Anthropic's Latest Winner - Workbench

Sam Witteveen·
4 min read

Based on Sam Witteveen's video on YouTube. If you like this content, support the original creators by watching, liking and subscribing to their content.

TL;DR

Anthropic’s Workbench update turns prompt creation into a full workflow that includes prompt testing, batch test generation, and benchmarking.

Briefing

Anthropic has overhauled its developer “Workbench” inside the Anthropic console, turning prompt building into a full testing and benchmarking workflow. Instead of treating prompts as static text, developers can now generate prompts from scratch, run them against targeted test cases, and assemble a versioned evaluation suite to measure how well different prompt designs handle context and produce reliable outputs—then export code for use in production.

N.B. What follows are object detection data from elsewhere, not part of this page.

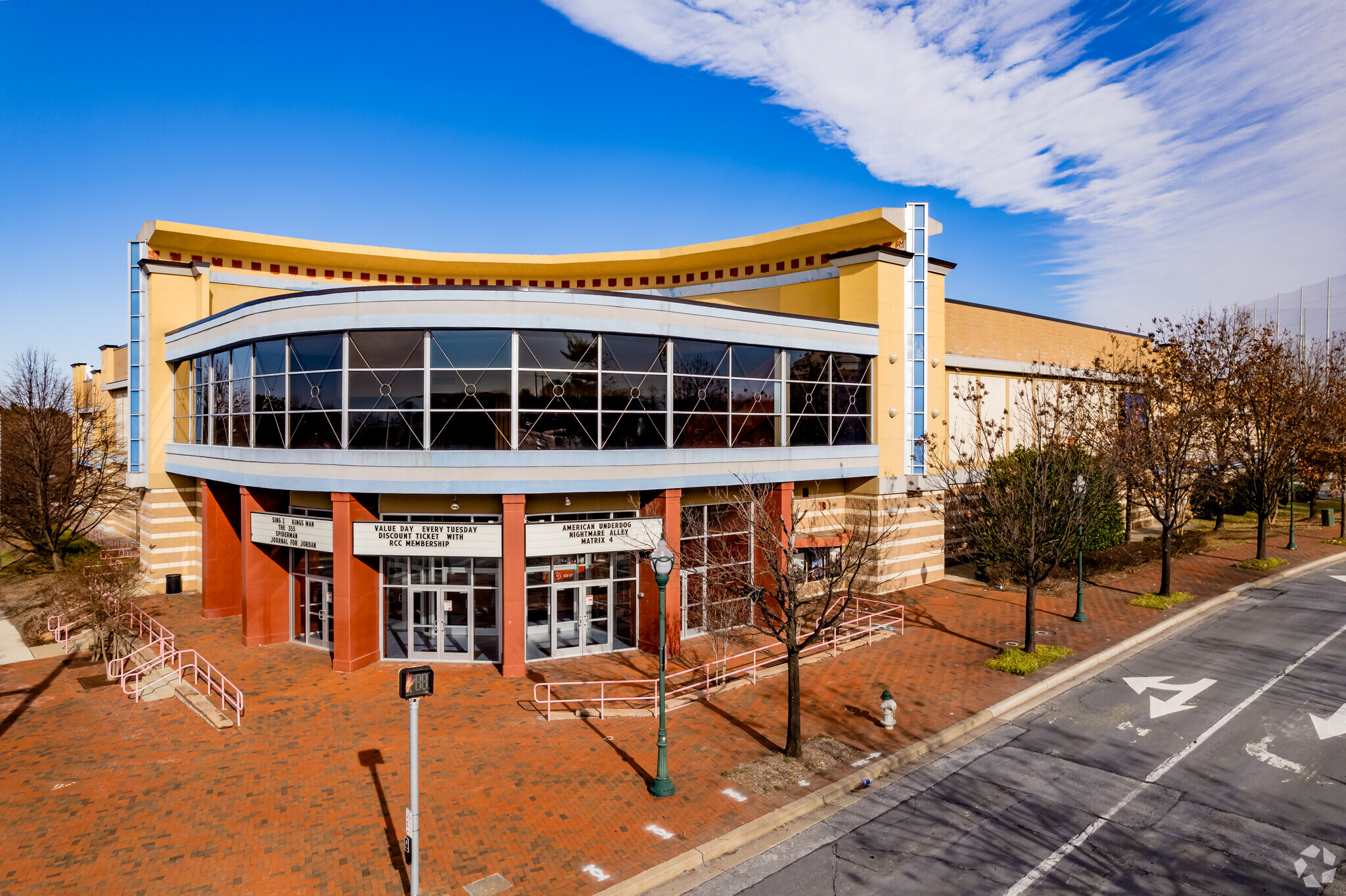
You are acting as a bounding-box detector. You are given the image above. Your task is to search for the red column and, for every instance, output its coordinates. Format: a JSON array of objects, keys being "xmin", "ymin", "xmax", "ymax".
[
  {"xmin": 501, "ymin": 495, "xmax": 528, "ymax": 675},
  {"xmin": 238, "ymin": 487, "xmax": 289, "ymax": 647},
  {"xmin": 637, "ymin": 488, "xmax": 682, "ymax": 656},
  {"xmin": 200, "ymin": 479, "xmax": 244, "ymax": 619},
  {"xmin": 333, "ymin": 491, "xmax": 383, "ymax": 671},
  {"xmin": 772, "ymin": 482, "xmax": 794, "ymax": 543}
]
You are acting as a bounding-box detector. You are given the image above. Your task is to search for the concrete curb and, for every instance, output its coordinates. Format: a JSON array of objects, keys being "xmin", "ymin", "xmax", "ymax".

The core shift is the addition of prompt generation plus prompt testing in one place. A developer can describe a task in plain language—such as drafting a response to a YouTube comment that classifies whether the comment is toxic and whether it deserves a reply—and then click “generate prompt.” Claude produces a detailed, ready-to-run prompt that includes a system-style instruction block, the input comment, and step-by-step decision criteria. In this example, the generated instructions explicitly guide toxicity detection (offensive language, personal attacks, hate speech, threats, harassment, excessive negativity, trolling) and then determine whether a reply is warranted.

From there, Workbench moves into evaluation mode. The console prompts the user to supply the specific YouTube comment, runs the prompt, and returns a classification result along with reasoning and a final label (e.g., not toxic, moderate toxicity). Developers can generate multiple test cases automatically, run them, and then refine the prompt based on observed weaknesses. The workflow supports editing the prompt directly and re-running evaluations to see how changes affect outcomes.

A key feature is versioning. Workbench tracks prompt versions and response versions, enabling side-by-side comparisons—such as a second attempt where the developer slightly rearranges instructions (for example, moving content between user and system sections). The console can then score results across versions, letting users label performance (e.g., “excellent” or “fair”) and quickly identify which prompt variant performs better.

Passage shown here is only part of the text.